La scène dramatique prend place dans les prolongations du match France-Irlande mercredi 18 novembre 2009. En interceptant avec sa main le ballon qui partait droit hors du terrain, Thierry Henry permet une passe à Gallas qui égalise le score, qualifiant ainsi la France pour la coupe du monde 2010, au détriment de l’Irlande qui avait pourtant dominé tout le match. L’arbitre accorde le but. Il aurait pu s’agir d’une simple erreur d’arbitrage, seulement voilà : l’enjeu est trop grand et grâce à la technique vidéo la « faute » crève les yeux. D’ailleurs, Bixente Lizarazu, qui commente le match pour TF1, l’affirme haut et fort :

« C’est une main volontaire. (…) Il n’y a que l’arbitre qui ne l’a pas vue. Tous les joueurs l’ont vue sur le terrain. (…) Les joueurs irlandais peuvent être enragés, ils se font voler le match, il faut être honnête. »
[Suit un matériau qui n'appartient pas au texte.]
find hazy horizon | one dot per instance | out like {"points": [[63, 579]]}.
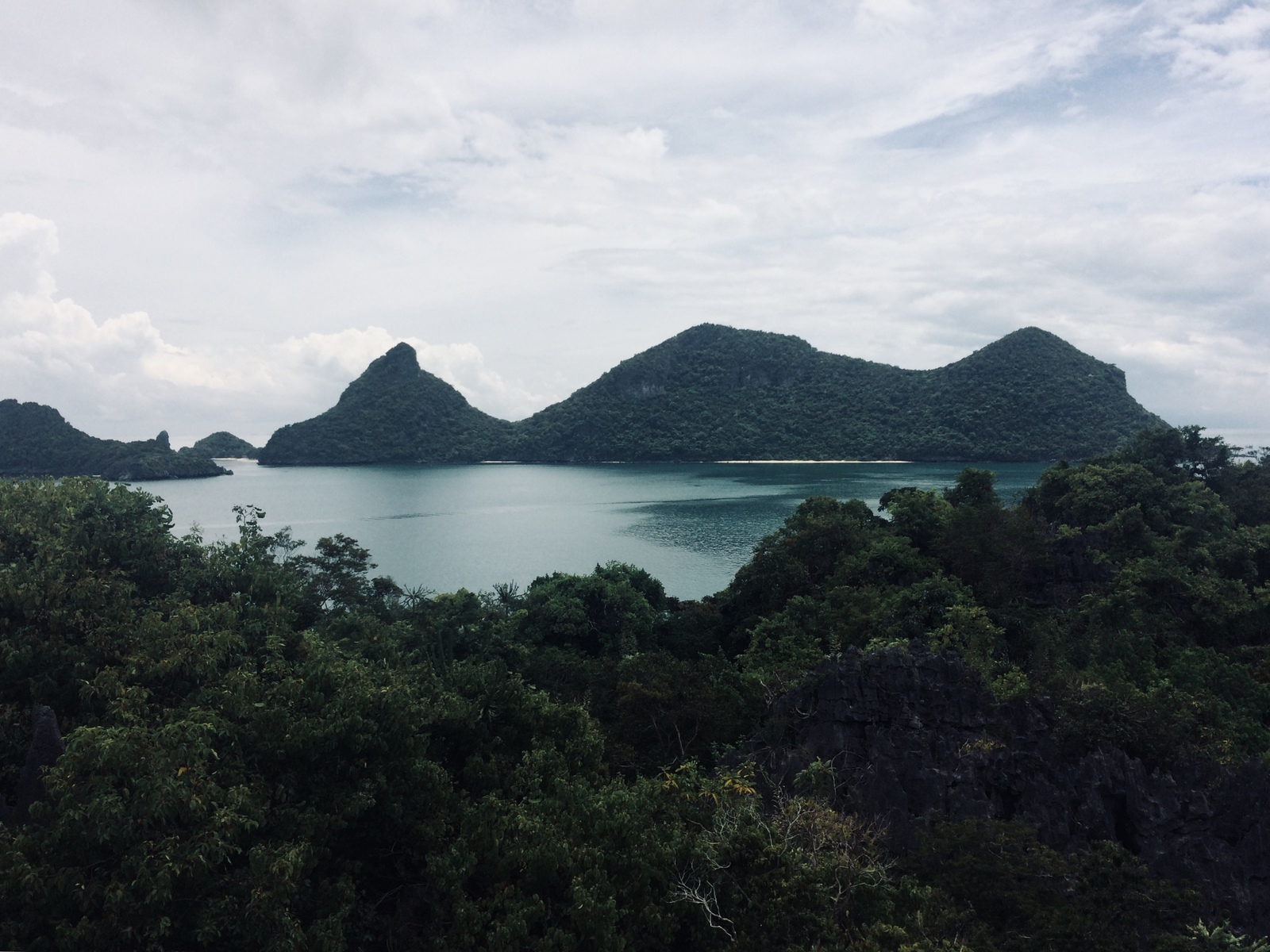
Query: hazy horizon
{"points": [[215, 215]]}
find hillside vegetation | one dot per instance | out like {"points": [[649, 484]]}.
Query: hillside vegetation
{"points": [[273, 750], [714, 393], [393, 413], [36, 441], [222, 444]]}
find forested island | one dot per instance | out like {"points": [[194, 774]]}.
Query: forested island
{"points": [[959, 725], [37, 441], [717, 393]]}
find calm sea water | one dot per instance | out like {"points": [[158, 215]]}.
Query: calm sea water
{"points": [[451, 527]]}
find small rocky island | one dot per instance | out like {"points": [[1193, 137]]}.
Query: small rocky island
{"points": [[37, 441]]}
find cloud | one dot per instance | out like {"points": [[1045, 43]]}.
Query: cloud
{"points": [[116, 376], [554, 186]]}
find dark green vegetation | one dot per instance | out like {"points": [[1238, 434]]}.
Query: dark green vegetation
{"points": [[271, 750], [36, 441], [222, 446], [394, 413], [714, 393]]}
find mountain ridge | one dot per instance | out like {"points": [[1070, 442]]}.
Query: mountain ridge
{"points": [[718, 393], [37, 441]]}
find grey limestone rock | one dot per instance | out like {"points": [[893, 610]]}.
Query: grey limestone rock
{"points": [[914, 738], [46, 747]]}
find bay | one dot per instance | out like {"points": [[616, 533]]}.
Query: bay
{"points": [[451, 527]]}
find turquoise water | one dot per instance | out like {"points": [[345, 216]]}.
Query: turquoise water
{"points": [[451, 527]]}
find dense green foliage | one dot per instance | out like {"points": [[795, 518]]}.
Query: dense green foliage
{"points": [[394, 413], [277, 750], [36, 441], [714, 393], [222, 444]]}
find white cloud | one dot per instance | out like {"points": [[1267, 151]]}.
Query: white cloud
{"points": [[121, 378], [559, 184]]}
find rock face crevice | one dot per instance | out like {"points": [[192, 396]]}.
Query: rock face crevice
{"points": [[46, 747], [916, 738]]}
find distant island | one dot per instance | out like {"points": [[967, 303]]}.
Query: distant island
{"points": [[37, 441], [222, 444], [717, 393]]}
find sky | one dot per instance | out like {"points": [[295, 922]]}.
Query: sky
{"points": [[214, 213]]}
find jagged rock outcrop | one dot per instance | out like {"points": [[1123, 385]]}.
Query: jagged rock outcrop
{"points": [[46, 747], [916, 738], [717, 393], [37, 441], [394, 413]]}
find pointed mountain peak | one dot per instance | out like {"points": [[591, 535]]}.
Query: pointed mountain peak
{"points": [[400, 363]]}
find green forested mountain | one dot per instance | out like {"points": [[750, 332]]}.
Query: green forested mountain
{"points": [[964, 727], [36, 441], [393, 413], [715, 393], [222, 444]]}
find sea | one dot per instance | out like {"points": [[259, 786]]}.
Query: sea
{"points": [[470, 527]]}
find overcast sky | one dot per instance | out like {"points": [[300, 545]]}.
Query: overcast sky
{"points": [[215, 213]]}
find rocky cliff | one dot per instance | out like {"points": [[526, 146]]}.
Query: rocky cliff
{"points": [[37, 441], [916, 738]]}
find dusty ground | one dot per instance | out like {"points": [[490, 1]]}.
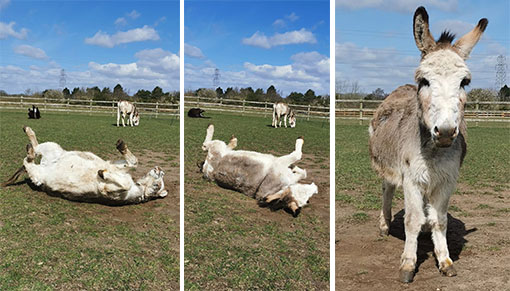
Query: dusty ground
{"points": [[478, 241]]}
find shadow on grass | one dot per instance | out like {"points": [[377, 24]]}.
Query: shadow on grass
{"points": [[455, 235]]}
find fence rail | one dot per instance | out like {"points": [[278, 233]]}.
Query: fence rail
{"points": [[85, 106], [475, 111], [252, 107]]}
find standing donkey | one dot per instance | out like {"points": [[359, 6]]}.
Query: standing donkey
{"points": [[124, 108], [280, 110], [418, 140]]}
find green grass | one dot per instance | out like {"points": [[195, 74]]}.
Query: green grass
{"points": [[487, 163], [232, 243], [52, 243]]}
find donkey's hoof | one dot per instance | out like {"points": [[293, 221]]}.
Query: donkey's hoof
{"points": [[121, 145], [449, 271], [384, 231], [406, 276]]}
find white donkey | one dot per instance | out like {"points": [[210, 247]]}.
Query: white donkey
{"points": [[267, 178], [417, 140], [83, 176], [282, 110], [124, 108]]}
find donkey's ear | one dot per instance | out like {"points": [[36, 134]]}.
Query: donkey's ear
{"points": [[424, 40], [466, 43]]}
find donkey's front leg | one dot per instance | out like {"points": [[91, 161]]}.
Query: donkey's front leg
{"points": [[414, 218], [438, 220], [385, 216]]}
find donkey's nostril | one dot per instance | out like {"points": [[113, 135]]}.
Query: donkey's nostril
{"points": [[453, 132]]}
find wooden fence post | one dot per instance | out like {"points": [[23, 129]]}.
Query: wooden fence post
{"points": [[361, 112], [477, 112]]}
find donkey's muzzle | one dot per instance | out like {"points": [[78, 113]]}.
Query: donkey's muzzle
{"points": [[445, 136]]}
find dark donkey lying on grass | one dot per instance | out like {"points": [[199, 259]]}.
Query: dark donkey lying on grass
{"points": [[417, 140], [267, 178], [83, 176]]}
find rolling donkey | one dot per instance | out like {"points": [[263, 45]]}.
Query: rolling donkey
{"points": [[418, 140], [267, 178], [83, 176]]}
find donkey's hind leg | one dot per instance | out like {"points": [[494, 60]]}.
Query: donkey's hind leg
{"points": [[232, 144], [130, 159], [31, 136], [295, 155], [385, 216]]}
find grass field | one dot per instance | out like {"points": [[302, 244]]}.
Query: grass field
{"points": [[51, 243], [230, 242], [478, 222]]}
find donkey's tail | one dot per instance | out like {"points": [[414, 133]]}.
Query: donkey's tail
{"points": [[15, 177]]}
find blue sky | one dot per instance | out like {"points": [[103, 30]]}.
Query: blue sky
{"points": [[375, 45], [134, 43], [257, 44]]}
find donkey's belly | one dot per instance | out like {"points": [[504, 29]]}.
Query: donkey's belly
{"points": [[240, 173]]}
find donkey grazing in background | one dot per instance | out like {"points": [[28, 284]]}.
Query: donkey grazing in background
{"points": [[83, 176], [267, 178], [418, 140], [280, 110], [124, 108]]}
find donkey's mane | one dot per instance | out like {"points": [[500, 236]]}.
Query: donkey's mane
{"points": [[446, 37]]}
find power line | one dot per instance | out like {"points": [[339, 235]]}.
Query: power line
{"points": [[500, 72]]}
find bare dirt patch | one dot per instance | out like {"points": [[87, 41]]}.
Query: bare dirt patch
{"points": [[478, 240]]}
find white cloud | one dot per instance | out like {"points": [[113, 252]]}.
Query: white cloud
{"points": [[398, 5], [292, 17], [120, 21], [282, 23], [193, 51], [158, 60], [7, 30], [155, 67], [134, 35], [31, 51], [308, 70], [133, 14], [259, 39], [4, 3]]}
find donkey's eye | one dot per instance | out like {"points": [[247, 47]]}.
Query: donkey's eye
{"points": [[423, 82], [465, 82]]}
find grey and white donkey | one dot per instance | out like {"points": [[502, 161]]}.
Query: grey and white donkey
{"points": [[418, 140], [83, 176], [267, 178]]}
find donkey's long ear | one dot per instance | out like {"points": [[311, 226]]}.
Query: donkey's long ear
{"points": [[424, 40], [466, 43]]}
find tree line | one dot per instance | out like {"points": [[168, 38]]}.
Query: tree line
{"points": [[271, 95], [105, 94], [352, 91]]}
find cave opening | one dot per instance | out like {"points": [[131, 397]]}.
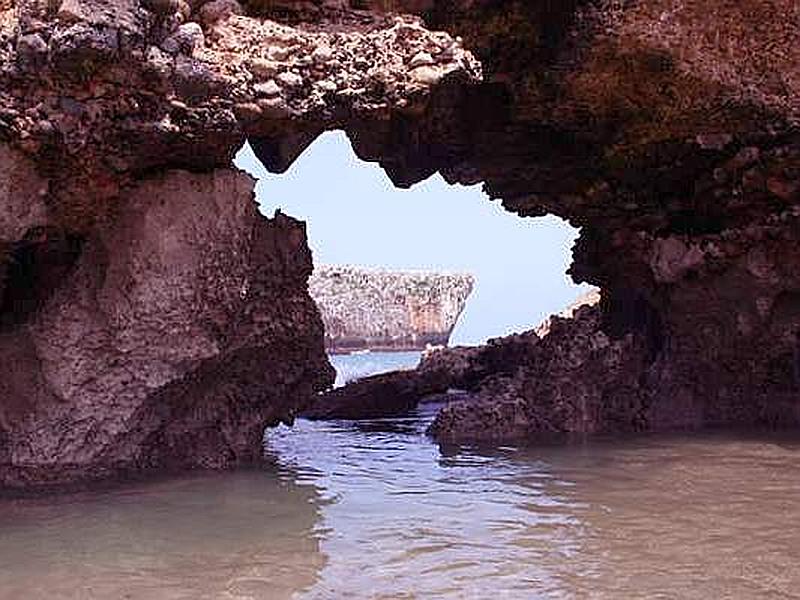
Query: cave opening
{"points": [[356, 216], [33, 269]]}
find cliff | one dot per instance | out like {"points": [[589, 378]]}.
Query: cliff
{"points": [[387, 310], [151, 318]]}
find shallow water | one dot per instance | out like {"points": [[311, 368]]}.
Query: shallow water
{"points": [[376, 510]]}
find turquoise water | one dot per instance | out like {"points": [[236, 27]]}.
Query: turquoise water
{"points": [[376, 510]]}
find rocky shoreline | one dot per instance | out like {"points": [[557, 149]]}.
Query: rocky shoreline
{"points": [[381, 310], [150, 318]]}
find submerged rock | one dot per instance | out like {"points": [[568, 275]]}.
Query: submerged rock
{"points": [[387, 310]]}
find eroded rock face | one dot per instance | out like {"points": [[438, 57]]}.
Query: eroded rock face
{"points": [[150, 350], [151, 318], [666, 130], [387, 310]]}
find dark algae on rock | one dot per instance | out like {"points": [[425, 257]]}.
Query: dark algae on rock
{"points": [[151, 318]]}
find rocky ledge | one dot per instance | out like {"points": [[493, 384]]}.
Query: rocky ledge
{"points": [[387, 310]]}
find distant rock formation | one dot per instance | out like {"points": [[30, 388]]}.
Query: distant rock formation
{"points": [[387, 310]]}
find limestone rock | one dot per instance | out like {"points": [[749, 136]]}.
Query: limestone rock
{"points": [[375, 309]]}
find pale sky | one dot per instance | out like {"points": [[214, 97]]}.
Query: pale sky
{"points": [[355, 215]]}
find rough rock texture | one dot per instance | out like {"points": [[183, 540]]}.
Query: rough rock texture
{"points": [[151, 318], [387, 310], [149, 348], [666, 129]]}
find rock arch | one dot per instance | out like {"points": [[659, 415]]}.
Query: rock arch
{"points": [[660, 128]]}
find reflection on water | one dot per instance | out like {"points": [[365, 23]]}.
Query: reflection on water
{"points": [[709, 516], [376, 510]]}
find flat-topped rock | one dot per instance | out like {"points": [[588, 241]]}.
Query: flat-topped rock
{"points": [[387, 310]]}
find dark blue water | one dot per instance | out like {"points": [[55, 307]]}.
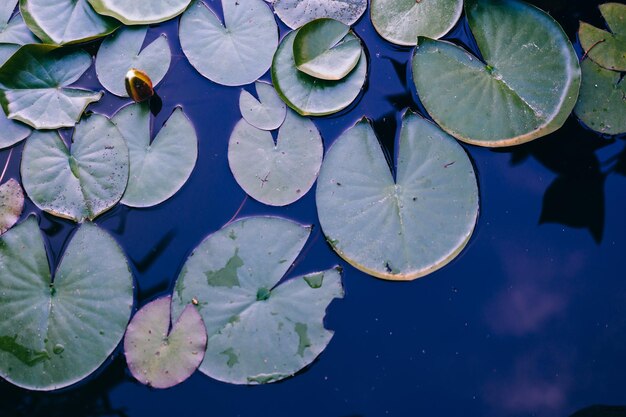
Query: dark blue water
{"points": [[530, 320]]}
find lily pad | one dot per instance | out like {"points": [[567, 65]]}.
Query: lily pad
{"points": [[35, 82], [62, 22], [308, 95], [259, 331], [158, 169], [296, 13], [237, 52], [525, 89], [326, 49], [160, 357], [607, 49], [78, 183], [56, 331], [402, 21], [602, 101], [276, 173], [122, 52], [268, 112], [398, 229]]}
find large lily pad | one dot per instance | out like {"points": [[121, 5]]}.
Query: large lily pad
{"points": [[122, 52], [526, 88], [402, 21], [259, 331], [404, 228], [78, 183], [276, 173], [55, 332], [158, 169], [310, 96], [237, 52], [35, 82]]}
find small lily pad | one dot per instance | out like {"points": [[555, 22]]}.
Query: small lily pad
{"points": [[237, 52], [259, 331], [278, 173], [122, 52], [78, 183], [160, 357], [398, 229]]}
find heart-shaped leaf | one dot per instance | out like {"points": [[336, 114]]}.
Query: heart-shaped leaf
{"points": [[235, 53], [259, 331], [398, 229], [55, 332], [78, 183]]}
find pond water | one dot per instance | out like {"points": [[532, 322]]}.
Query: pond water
{"points": [[530, 320]]}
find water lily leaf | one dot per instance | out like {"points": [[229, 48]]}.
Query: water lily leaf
{"points": [[310, 96], [607, 49], [295, 13], [11, 204], [121, 52], [78, 183], [268, 112], [402, 21], [236, 53], [526, 88], [326, 49], [55, 332], [158, 169], [259, 331], [398, 229], [63, 22], [35, 81], [140, 12], [276, 173], [160, 357]]}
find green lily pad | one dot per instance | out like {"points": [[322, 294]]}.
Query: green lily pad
{"points": [[140, 12], [602, 101], [402, 21], [326, 49], [308, 95], [268, 112], [607, 49], [122, 52], [235, 53], [526, 88], [278, 173], [78, 183], [160, 357], [11, 204], [158, 169], [62, 22], [398, 229], [296, 13], [35, 84], [259, 331], [55, 332]]}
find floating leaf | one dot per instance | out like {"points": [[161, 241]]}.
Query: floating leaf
{"points": [[267, 113], [311, 96], [78, 183], [276, 173], [160, 357], [402, 21], [35, 81], [404, 228], [158, 169], [259, 331], [121, 52], [236, 53], [526, 89], [55, 332]]}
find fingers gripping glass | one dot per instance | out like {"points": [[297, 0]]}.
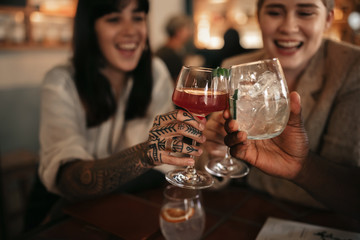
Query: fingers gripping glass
{"points": [[200, 91], [259, 102]]}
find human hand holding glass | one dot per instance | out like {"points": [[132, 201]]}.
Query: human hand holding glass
{"points": [[259, 102], [200, 91]]}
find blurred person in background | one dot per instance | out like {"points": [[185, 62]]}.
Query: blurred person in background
{"points": [[326, 75], [103, 127], [179, 31]]}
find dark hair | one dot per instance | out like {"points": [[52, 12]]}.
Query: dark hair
{"points": [[93, 87], [329, 4]]}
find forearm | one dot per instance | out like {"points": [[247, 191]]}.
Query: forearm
{"points": [[334, 185], [87, 179]]}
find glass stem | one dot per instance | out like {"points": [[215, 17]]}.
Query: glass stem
{"points": [[228, 157], [191, 171]]}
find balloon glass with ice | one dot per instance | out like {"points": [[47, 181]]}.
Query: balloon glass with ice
{"points": [[259, 98]]}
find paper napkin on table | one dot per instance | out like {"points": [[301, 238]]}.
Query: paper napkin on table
{"points": [[279, 229]]}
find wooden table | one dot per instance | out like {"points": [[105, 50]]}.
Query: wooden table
{"points": [[235, 212]]}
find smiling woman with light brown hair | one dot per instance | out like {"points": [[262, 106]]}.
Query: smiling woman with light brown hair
{"points": [[326, 75]]}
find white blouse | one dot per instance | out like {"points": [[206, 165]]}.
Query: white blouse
{"points": [[64, 136]]}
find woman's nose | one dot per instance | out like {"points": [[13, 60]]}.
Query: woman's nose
{"points": [[128, 28], [290, 24]]}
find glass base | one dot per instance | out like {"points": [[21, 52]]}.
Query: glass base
{"points": [[224, 167], [185, 179]]}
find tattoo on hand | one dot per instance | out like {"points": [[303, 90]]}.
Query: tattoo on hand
{"points": [[188, 116], [166, 117]]}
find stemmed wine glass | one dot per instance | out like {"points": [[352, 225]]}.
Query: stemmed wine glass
{"points": [[200, 91], [259, 102]]}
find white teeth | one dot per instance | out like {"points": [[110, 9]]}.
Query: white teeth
{"points": [[127, 46], [288, 44]]}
Depuis, chacun y va de son avis. Thierry Henry (dans un sursaut de conscience), Christine Lagarde (est-ce à cause des énormes capitaux en jeu que le ministère des Finances s’occupe des matchs de foot ?), et le Premier ministre de l’Irlande (on frise l’incident diplomatique) demandent à rejouer le match. D’autres, plus anonymes, se rangent du côté de la FIFA : le match ne sera pas rejoué… Dans un débat plus large, d’aucuns reposent la question du recours à l’arbitrage vidéo…

Les règles, le jeu et l’arbitre : le trio infernal

Dans tout jeu – et le football en est un jusqu’à preuve du contraire – les règles permettent à l’action de se dérouler, de se vivre en contenant la violence due à nos pulsions primaires (Oui, nous voulons tous gagner et nous n’aimons pas perdre). L’arbitre, quant à lui, est le garant des règles, mais aussi celui de leur interprétation. Et toute la difficulté de son rôle vient de là. Il connaît les règles, il est capable de les énoncer (tout comme les joueurs, a priori) mais il est surtout celui qui les interprète dans un contexte donné. Cette position, pour le moins inconfortable quand vous êtes seul confronté à vingt-deux joueurs et à une foule indénombrable de spectateurs et de téléspectateurs, est accentuée dans le jeu sportif car l’arbitre est le seul à se mouvoir sur le même terrain que les joueurs. Il est plongé au cœur de l’action et ne peut s’en extraire. Et c’est précisément dans cette contextualité qu’il doit donner sa parole.

Or l’arbitre n’est qu’un homme. Il n’est ni omniscient, ni capable d’ubiquité1. Ainsi, s’en prendre à l’arbitre parce qu’il n’a pas « vu » ce qui s’est passé, ne revient-il pas à refuser notre condition humaine ? Bien sûr, on objectera qu’il peut toujours se renseigner, mais dans une telle situation conflictuelle et violente, il doit se sentir bien seul.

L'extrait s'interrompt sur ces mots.